Board layout
While the original A8R-MVP donned an unassuming, almost boring board design/layout, ASUS has pulled out all the stops for the A8R32-MVP Deluxe. Like all of ASUS’ high-end motherboards, the board sports ASUS’ distinctive black PCB, while shorter capacitors surround the CPU socket (in comparison to the A8R-MVP). The caps are now even shorter than the heatsink retention bracket. This change provides more clearance for larger heatsinks and is commonly found on many of the newer nForce4 SLI X16 motherboards.
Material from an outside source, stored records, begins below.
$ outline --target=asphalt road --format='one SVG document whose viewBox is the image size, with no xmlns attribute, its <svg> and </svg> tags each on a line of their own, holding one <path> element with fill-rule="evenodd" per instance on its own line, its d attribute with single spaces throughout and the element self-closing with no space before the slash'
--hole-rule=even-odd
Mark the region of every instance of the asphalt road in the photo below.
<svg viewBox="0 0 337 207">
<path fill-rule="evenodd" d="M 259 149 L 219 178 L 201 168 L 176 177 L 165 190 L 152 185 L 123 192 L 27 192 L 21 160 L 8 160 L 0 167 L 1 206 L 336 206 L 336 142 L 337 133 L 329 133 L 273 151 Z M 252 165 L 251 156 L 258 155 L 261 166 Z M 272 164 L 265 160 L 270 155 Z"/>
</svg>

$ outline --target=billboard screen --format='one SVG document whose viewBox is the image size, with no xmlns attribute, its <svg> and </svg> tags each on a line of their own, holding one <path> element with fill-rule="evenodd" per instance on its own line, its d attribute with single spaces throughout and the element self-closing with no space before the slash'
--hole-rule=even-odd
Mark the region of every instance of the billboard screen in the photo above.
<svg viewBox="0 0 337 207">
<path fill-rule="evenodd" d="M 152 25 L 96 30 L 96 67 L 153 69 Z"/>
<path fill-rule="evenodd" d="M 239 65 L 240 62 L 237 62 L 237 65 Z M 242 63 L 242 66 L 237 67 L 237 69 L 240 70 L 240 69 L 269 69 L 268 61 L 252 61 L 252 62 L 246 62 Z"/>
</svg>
Another aspect that you’ll immediately notice is that the Xpress 3200 North Bridge and ULi M1575 South Bridge chips are both passively cooled – other than a heatsink, no fans are used to cool the system chipset, allowing the motherboard to operate silently. In comparison, on the nForce4 SLI platform, this has only been achieved to date by using costlier copper heat pipes to cool the chipset. With Xpress 3200 a simple aluminum heatsink is more than enough to suffice. This is due in part because ATI’s Xpress 3200 North Bridge is built on TSMC’s 110-nm manufacturing process. For nForce4 SLI, NVIDIA still uses TSMC’s larger 150-nm. The Xpress 3200 die itself is also tiny, according to ATI it measures only 39 square millimeters, and consists of 22 million transistors. That’s only slightly greater than the 21 million transistors in nForce4 SLI’s South Bridge!
Another criticism of the original A8R-MVP Deluxe was the limited amount of space between the PCI Express graphics slots: dual-slot cards like the Radeon X1800 XT and X1900 XT/XTX fit on the motherboard, but there was hardly any clearance space once two cards were used.
Fortunately ASUS has rectified this problem for the A8R32-MVP Deluxe, providing roughly an extra inch between the two graphics slots.
All isn’t quite perfect with the A8R32-MVP Deluxe’s board layout however, as ASUS places the board’s only x1 PCI Express expansion slot directly underneath the primary graphics slot. This means if you own a dual-slot graphics card, you’ll effectively lose the use of this slot. While the lack of PCI Express-based devices (outside of graphics) today lessens the severity of this problem, in the future once PCI Express components become more common this could be a huge issue for A8R32-MVP users. ASUS probably should have placed this slot above the primary x16 graphics slot rather than below it.